All the powers and responsibilities were coveted by Gaha but his children overbearing deprived him of wealth from the subject kingdoms. So he asked his medicine men to make charms so he could get a lot of cowries. Somehow a fire broke out and destroyed his house and properties. Given the fact that he had power, influence, and the fear of him many people, from Alafin down to commoners, brought resources to repair and rebuild his losses. He became engulfed in abundant wealth. Yet, Basorun Gaha, was still looking for ways to kill the Alafin.

Therefore, King Abiodun secretly visited, his namesake, Adegolu, the Bale of Akala in a satellite town, whom he told “…I am come to confer with you upon the present crises, how to rid the throne of Oyo of the great usurper, the King maker and King destroyer. You know very well, that in all the 6600 towns and villages of the Yoruba kingdom, Gaha and his sons have the dominant rule.” Both went to inform the Kakanfo (Yoruba supreme military commander), Oyabi at Ajase. The message was secretly passed to all the major kings and provincial war chiefs in the countries.

In 1774, attacks were unleashed against all children of Gaha in those kingdoms. A few of them escaped to satellite countries. Ojo Agunbanbaru ran to the Bariba country. They won over Olubi, Gaha's brother by promising to invest him with Basorun title to turn against him. The invaders led by Kakanfo Oyabi and Alafin Abiodun by his side came to Oyo ile with the warriors who met ferocious fight from Basorun Gaha and his army. At last, after several deaths on both sides, the invaders won and captured Gaha, who was thoroughly humiliated and all entreaties by him to have his life preserved fell out. All his properties were destroyed. He was hanged till he died.

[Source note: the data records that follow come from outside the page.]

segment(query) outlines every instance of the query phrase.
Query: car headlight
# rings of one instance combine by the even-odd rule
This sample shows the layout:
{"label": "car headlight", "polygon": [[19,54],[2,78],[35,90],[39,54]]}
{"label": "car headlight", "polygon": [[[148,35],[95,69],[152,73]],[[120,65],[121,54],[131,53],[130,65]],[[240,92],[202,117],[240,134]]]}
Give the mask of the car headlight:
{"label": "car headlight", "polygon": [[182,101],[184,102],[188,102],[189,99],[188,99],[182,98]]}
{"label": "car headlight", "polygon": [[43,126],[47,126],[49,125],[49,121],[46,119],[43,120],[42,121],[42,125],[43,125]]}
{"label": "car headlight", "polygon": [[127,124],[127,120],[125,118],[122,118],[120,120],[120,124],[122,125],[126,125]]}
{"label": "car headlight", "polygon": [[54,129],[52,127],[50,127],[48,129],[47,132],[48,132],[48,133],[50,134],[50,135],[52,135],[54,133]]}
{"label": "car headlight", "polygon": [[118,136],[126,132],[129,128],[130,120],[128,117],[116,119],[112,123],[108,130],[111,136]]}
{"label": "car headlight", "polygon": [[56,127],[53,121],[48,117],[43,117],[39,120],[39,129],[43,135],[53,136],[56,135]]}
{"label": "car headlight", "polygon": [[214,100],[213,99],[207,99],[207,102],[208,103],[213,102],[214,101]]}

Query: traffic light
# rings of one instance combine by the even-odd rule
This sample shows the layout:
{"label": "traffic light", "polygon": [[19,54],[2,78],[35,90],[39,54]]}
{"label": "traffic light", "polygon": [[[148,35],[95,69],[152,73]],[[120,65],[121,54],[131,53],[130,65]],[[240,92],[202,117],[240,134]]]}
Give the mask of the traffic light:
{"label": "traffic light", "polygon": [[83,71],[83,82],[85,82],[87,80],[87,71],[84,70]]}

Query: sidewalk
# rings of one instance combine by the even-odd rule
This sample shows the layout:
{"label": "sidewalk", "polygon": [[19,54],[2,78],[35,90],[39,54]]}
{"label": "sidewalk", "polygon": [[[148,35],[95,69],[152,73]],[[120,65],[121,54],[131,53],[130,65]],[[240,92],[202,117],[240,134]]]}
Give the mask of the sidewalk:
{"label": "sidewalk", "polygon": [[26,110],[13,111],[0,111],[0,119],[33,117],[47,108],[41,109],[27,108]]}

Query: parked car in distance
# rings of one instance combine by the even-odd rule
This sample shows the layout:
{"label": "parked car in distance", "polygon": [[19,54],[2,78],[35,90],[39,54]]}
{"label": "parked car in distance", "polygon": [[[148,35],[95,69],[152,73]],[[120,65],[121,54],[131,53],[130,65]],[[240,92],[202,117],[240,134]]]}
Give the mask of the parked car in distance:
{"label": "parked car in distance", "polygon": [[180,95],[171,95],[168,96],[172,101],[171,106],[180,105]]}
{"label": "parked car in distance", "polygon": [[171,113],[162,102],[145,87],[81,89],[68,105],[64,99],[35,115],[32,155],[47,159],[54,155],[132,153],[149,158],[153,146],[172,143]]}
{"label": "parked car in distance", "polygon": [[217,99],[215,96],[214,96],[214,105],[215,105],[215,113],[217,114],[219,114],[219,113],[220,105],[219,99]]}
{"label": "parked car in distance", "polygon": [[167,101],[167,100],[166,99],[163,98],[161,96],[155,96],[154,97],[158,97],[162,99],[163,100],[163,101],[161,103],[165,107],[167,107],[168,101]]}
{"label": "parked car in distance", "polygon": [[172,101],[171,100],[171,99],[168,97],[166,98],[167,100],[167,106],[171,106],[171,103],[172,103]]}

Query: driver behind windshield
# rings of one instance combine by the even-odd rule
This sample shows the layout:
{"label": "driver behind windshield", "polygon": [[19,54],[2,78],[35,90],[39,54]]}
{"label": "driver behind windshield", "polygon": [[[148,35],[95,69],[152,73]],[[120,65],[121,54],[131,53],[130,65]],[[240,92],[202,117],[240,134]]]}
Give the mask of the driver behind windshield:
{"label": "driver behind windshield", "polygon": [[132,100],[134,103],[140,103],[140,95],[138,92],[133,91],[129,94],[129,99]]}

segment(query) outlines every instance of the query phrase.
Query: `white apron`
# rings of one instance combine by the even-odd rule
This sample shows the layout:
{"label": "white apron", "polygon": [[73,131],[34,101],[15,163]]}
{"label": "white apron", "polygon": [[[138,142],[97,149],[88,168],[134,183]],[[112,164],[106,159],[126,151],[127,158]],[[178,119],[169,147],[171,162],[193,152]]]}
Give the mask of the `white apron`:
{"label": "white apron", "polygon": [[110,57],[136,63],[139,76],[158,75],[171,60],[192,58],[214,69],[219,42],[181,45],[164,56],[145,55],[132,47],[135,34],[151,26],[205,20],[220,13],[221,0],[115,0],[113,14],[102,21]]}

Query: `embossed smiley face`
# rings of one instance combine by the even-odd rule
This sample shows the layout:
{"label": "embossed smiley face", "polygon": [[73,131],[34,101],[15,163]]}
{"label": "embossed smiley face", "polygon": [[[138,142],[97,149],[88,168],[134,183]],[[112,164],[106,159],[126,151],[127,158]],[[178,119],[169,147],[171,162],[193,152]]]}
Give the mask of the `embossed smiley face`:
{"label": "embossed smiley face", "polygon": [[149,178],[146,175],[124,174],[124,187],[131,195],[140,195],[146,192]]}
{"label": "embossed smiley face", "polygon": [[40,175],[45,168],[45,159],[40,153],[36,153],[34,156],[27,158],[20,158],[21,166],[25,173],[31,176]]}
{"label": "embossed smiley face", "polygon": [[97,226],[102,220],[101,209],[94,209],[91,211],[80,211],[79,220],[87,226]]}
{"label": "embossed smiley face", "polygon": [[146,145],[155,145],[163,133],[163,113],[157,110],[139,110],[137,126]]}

After the death of Gaha, all the properties of generations of great warriors of Oyo Empire who were perceived as Abiodun's enemies were destroyed to prevent any act of sabotage or coup against Abiodun. This marked the clear beginning of the loss of the military powers and glory of Oyo Empire, but it would take another sixty years for a complete collapse.

Two years after the death of Gaha, Abiodun invited Oyabi, the Kakanfo, to Oyo to honor him; but he was so stricken in health that he died on his way. Abiodun lived until his old age. Peace and prosperity reigned, and Oyo Empire flourished. King Abiodun died in 1789. Kangidi succeeded Gaha as the Basorun of Oyo.